Kidney cancer is a common malignancy, and there were approximately 431,288 new cases and 179,368 deaths worldwide in 2020 [1]. Renal cell carcinoma (RCC), which originates from the epithelium of renal tubules, is the most common form of adult kidney cancer, accounting for 85% of the diagnoses [2]. Because of the lack of diagnostic biomarkers, many patients with RCC are diagnosed at an advanced stage and have a poor prognosis [3]. Thus, finding novel biomarkers is important for RCC detection and monitoring.
Human cancers are thought to be driven by the accumulation of genetic mutations and aberrant gene expression. Recent studies have shown that SH3 and multiple ankyrin repeat domains (SHANK) family genes are linked to cancer [4,5]. The SHANK family currently includes SHANK1, SHANK2, SHANK3, and the SHANK-associated RH domain interactor (SHARPIN), which interacts with the SHANK proteins through the ankyrin repeat domain. SHANKs are members of a new family of scaffold proteins that contain multiple domains, such as ankyrin repeats, PSD-95/Discs Large/ZO-1 domain, SRC homology 3 domain, sterile alpha motif domain, and long proline-rich region, for protein–protein interaction. The SHANK family proteins were first found to be highly expressed in the postsynaptic density of excitatory synapses, but subsequent studies have shown that they are also expressed in various organs and localised in the plasma membrane and nucleus of cells [6]. SHANKs interact with actin regulatory molecules, such as cortactin in growth cones, which suggests that these proteins may play roles in cytoskeletal remodelling and cell migration [7]. Furthermore, SHANK proteins interact as scaffolds with surface receptors to facilitate signalling crosstalk among intracellular pathways [8]. It has been reported that SHANK1 and SHANK3 inhibit breast cancer cell migration and invasion by suppressing integrin activity via sequestration of active Rap1 and R-Ras [5]. Other studies have demonstrated that increased expression of SHANK1 and SHANK3 is involved in the development of several types of cancer, including colon, pancreatic, and lung cancers, and in patient prognosis [9,10]. Genetic studies have suggested that genetic variants in SHANK genes may predispose individuals to neuropsychiatric disorders, such as schizophrenia, Alzheimer’s disease, and autism spectrum disorders [11,12]. However, direct evidence linking SHANK gene variations to the risk and prognosis of RCC is scarce.
As the most common type of genetic variability, single-nucleotide polymorphisms (SNPs) are considered potential biomarkers for the susceptibility of individuals to disease and may play a role in the personalised treatment strategy [13]. Increasing evidence has demonstrated that genetic variants contribute to the susceptibility of their carriers to RCC, and multiple genetic risk loci have been identified in p53, DNA damage response, and apoptosis pathways in recent genome-wide association studies (GWAS) [14]. However, GWAS require large sample collections and stringent adjustment for multiple testing to avoid false positives.

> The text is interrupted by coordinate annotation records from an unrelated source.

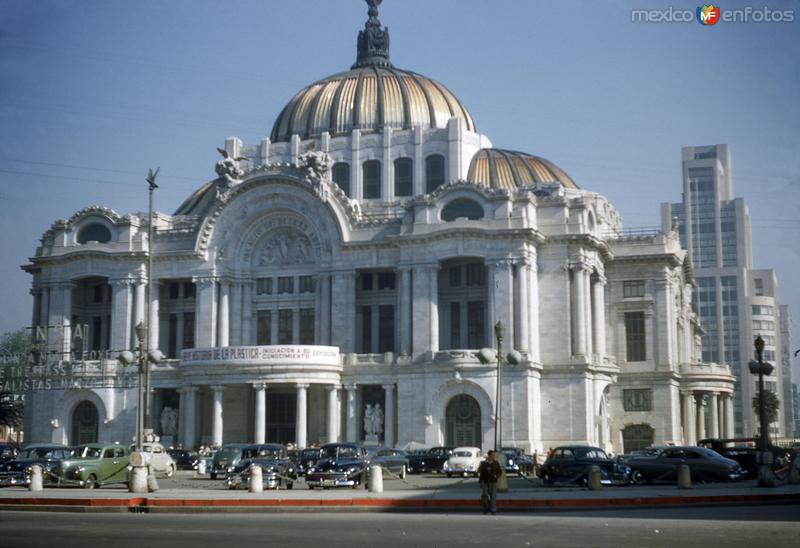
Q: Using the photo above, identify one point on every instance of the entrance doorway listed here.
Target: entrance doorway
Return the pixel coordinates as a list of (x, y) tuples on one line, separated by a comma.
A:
[(463, 422)]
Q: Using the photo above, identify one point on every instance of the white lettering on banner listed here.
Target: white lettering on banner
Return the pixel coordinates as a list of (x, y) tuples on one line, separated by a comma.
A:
[(321, 355)]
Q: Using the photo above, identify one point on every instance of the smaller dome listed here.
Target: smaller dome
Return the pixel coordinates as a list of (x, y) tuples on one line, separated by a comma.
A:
[(509, 169)]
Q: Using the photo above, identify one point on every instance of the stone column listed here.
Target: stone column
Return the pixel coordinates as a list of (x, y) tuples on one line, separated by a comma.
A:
[(599, 317), (216, 415), (154, 316), (224, 313), (333, 413), (701, 418), (121, 314), (713, 404), (404, 308), (388, 427), (301, 426), (260, 422), (688, 418), (352, 422), (190, 398)]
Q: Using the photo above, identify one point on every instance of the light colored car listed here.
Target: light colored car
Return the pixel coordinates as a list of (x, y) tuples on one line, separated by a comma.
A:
[(464, 461), (157, 458)]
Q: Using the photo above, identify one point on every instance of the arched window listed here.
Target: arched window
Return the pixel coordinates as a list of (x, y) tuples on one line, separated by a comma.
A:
[(341, 176), (434, 172), (404, 177), (85, 420), (372, 179), (95, 232), (462, 207)]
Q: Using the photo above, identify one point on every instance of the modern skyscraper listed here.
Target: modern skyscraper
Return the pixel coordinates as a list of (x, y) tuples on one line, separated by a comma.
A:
[(734, 302)]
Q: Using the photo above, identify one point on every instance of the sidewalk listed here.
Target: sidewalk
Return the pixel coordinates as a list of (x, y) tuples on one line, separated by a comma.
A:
[(433, 500)]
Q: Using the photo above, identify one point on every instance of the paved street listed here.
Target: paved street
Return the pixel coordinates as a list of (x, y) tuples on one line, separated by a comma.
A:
[(739, 526)]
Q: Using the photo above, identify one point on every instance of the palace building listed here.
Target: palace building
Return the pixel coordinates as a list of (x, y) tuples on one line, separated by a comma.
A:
[(338, 280)]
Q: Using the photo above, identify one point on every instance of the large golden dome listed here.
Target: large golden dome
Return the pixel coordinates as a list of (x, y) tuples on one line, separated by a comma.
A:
[(372, 95)]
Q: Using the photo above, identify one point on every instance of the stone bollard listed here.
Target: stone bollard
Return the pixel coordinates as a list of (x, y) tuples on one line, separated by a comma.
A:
[(684, 477), (36, 478), (256, 482), (375, 479), (595, 477)]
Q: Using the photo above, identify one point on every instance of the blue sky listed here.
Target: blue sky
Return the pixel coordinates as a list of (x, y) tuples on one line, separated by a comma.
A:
[(92, 93)]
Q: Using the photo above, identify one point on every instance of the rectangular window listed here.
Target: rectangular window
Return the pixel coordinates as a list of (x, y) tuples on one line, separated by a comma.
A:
[(633, 288), (285, 332), (366, 329), (455, 325), (285, 285), (386, 328), (637, 399), (634, 337), (476, 324), (306, 284), (264, 286), (307, 325), (264, 327)]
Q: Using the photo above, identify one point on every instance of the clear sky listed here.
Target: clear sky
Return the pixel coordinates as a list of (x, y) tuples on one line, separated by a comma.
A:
[(93, 93)]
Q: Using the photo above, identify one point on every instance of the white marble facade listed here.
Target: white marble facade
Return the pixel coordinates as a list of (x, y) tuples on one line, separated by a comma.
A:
[(288, 303)]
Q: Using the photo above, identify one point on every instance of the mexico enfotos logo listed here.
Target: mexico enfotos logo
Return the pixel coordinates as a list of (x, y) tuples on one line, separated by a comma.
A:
[(711, 14)]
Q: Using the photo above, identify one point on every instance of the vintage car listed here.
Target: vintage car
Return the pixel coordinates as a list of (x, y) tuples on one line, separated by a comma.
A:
[(393, 460), (48, 456), (157, 458), (704, 465), (96, 464), (341, 465), (464, 462), (277, 469), (431, 460), (228, 456), (572, 463)]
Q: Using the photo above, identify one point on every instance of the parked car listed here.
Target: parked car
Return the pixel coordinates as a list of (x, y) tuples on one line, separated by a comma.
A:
[(431, 460), (96, 464), (394, 460), (157, 458), (308, 457), (277, 468), (341, 465), (464, 461), (704, 465), (572, 463), (227, 457), (18, 470), (184, 460)]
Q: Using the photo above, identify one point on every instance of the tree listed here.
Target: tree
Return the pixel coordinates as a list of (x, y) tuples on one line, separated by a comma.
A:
[(771, 405)]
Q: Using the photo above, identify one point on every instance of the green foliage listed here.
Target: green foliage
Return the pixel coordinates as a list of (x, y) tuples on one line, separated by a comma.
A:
[(771, 404)]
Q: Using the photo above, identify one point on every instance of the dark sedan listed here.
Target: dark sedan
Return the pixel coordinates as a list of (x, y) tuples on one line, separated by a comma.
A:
[(704, 465), (431, 460), (48, 456), (277, 469), (341, 465), (571, 464)]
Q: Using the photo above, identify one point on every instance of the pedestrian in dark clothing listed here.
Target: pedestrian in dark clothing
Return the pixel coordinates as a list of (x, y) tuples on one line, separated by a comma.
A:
[(488, 473)]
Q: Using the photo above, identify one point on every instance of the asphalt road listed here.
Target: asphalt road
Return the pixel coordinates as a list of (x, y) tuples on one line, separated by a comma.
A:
[(731, 527)]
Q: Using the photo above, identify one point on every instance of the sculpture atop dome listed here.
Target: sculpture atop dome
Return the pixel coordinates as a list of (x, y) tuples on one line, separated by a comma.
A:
[(373, 42)]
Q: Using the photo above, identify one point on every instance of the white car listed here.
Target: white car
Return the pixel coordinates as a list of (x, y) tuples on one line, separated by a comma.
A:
[(157, 459), (464, 461)]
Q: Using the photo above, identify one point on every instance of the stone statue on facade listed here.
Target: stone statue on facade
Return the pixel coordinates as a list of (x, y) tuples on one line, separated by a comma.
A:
[(228, 168)]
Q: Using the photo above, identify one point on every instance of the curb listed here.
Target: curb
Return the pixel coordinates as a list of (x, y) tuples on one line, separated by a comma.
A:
[(148, 505)]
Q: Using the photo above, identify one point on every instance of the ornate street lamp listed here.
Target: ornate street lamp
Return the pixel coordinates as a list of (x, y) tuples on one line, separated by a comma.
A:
[(760, 367)]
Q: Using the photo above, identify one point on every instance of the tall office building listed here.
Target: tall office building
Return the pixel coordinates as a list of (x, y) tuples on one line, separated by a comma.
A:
[(734, 302)]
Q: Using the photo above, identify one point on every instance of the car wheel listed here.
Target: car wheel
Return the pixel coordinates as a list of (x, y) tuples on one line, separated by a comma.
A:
[(637, 478)]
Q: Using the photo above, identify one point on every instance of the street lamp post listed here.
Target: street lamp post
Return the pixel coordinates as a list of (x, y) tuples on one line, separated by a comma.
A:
[(761, 368)]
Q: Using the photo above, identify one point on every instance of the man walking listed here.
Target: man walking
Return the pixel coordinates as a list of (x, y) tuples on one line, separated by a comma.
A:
[(488, 473)]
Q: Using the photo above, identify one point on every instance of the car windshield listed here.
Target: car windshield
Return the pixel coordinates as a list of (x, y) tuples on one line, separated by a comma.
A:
[(86, 452)]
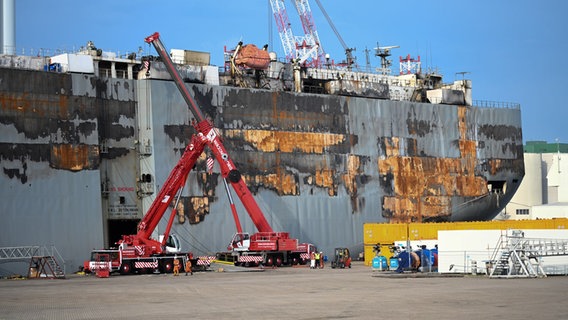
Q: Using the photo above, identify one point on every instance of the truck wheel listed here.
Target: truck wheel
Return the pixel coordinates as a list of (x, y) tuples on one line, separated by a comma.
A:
[(125, 268)]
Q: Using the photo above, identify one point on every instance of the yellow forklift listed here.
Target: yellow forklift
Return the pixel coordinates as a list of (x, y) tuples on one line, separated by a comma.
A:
[(341, 259)]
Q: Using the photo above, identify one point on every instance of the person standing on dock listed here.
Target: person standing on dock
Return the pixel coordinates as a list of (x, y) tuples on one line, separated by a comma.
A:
[(176, 266)]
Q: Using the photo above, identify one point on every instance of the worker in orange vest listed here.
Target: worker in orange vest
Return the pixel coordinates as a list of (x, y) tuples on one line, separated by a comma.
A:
[(188, 266), (176, 266), (312, 260)]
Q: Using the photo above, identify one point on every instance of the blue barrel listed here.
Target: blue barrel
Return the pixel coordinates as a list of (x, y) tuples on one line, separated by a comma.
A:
[(393, 263)]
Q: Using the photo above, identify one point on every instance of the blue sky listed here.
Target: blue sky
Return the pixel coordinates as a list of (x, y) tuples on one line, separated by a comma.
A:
[(514, 51)]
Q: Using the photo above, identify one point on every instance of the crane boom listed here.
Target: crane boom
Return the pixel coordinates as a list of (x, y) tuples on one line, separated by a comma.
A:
[(213, 140)]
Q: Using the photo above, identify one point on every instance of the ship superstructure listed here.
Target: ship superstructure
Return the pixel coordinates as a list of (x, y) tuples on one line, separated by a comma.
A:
[(87, 138)]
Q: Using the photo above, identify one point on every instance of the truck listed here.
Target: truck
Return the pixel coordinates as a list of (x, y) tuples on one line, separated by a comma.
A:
[(266, 246), (141, 253)]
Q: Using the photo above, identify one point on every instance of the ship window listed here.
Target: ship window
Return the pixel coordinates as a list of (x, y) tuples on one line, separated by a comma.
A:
[(496, 186)]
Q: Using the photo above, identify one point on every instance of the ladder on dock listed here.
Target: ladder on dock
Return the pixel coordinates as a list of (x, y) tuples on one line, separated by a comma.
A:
[(43, 262), (520, 257)]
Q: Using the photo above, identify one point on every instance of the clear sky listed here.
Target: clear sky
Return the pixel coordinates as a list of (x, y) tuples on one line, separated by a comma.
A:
[(514, 51)]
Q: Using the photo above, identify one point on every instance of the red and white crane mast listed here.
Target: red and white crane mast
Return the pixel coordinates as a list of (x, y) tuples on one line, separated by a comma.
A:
[(311, 37)]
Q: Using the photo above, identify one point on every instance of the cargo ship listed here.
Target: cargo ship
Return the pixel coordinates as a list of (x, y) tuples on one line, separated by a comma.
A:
[(87, 138)]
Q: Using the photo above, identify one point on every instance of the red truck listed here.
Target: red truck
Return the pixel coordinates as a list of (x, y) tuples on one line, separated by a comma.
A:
[(141, 253)]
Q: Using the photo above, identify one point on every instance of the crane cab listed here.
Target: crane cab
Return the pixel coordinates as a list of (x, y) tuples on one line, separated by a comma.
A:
[(240, 242), (173, 244)]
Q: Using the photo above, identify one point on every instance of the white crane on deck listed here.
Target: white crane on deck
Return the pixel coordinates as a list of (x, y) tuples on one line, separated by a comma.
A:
[(307, 48)]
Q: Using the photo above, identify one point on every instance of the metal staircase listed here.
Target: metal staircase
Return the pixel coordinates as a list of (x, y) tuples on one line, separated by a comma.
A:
[(517, 256), (44, 262)]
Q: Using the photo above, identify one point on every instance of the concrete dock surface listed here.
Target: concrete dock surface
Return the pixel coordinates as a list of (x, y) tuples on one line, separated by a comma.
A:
[(284, 293)]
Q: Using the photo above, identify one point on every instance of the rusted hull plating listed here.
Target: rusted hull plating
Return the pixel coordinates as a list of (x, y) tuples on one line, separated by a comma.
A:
[(319, 166)]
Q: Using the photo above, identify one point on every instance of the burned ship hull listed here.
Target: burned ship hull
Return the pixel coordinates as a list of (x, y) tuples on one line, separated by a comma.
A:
[(83, 156)]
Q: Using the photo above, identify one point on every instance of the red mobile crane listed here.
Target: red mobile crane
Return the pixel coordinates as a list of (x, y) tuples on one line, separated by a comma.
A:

The hypothesis-driven candidate pathway approach is value particularly for studying low allele frequencies, small effect sizes, and limited or unique populations. Given the involvement of the SHANK pathway in tumorigenesis, we comprehensively evaluated the associations of 161 SNPs among SHANK family genes with the risk of RCC and survival in a cohort of 630 patients with RCC and controls from Taiwan. Furthermore, the prognostic value of a candidate gene was assessed via a pooled analysis to support the underlying mechanism of observed associations in RCC.

2. Patients and Methods

2.1. Study Population and Participant Data Collection

In this study, 312 patients with RCC and 318 healthy controls were recruited from three Taipei city hospitals, namely the National Taiwan University Hospital, Taipei Municipal Wan Fang Hospital, and Taipei Medical University Hospital [15,16]. All patients were newly diagnosed with RCC by clinical and pathological tests. The controls were healthy individuals with no history of cancer and were recruited from the physical examination centres of these hospitals during the same period. Trained personnel used a structured questionnaire to obtain demographic characteristics of the participants, and clinical information was obtained from their medical records. The overall survival was defined as the time between the diagnosis and death from any cause. All of the participants were Taiwanese, and there was no blood relationship between them. This study was approved by the Research Ethics Committee of the National Taiwan University Hospital (9100201527) in accordance with the Good Clinical Practice principles, and written informed consent was obtained from all participants before recruitment.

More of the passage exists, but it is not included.